Interference Patterns
Sometimes two orchestrated press stories can combine to reveal interesting facts about what's mentioned in neither. Two such news stories just caught my eye. The first talks about how the fall in music sales is speeding up:
The International Federation of the Phonographic Industries (IFPI) says sales fell by 10.9% in the first half of 2003, but by just 7.1% in 2002. The body blames the fall on commercial piracy and unauthorised internet music sharing.
Kazaa usage has fallen 40 percent since the spring, when the Recording Industry Association of America began suing students who ran on-campus file-swapping networks.
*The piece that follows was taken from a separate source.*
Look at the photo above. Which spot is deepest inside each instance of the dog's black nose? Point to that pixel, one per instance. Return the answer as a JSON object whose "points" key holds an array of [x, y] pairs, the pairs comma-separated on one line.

Kazaa, the most popular file-swapping service, had 17.4 million U.S. unique visitors in March, according to Nielsen//NetRatings, a consulting company that monitors Web traffic. In August, Kazaa users had dropped to 10.4 million, and the numbers are still falling
Let's just summarise for those missing the point: The recording industry blames file-sharing for its forthcoming demise and weeps over the accelerating loss of customers during a period when the use of file sharing is successfully being crushed by their soulless prosecution of 12-year-olds, grandparents and musicians for wanting more music.
So the question arises: why, if it's all because of file-sharing, did the fall in sales accelerate at a time when file-sharing was reduced? Possible answers that spring to mind include customers not getting to preview products so not buying them, customers deciding that an industry which sues its fans for liking their product needs to be avoided, or some other systemic fault in the music industry that's nothing to do with what other people are doing on the internet and everything to do with what the recording industry isn't doing on the internet.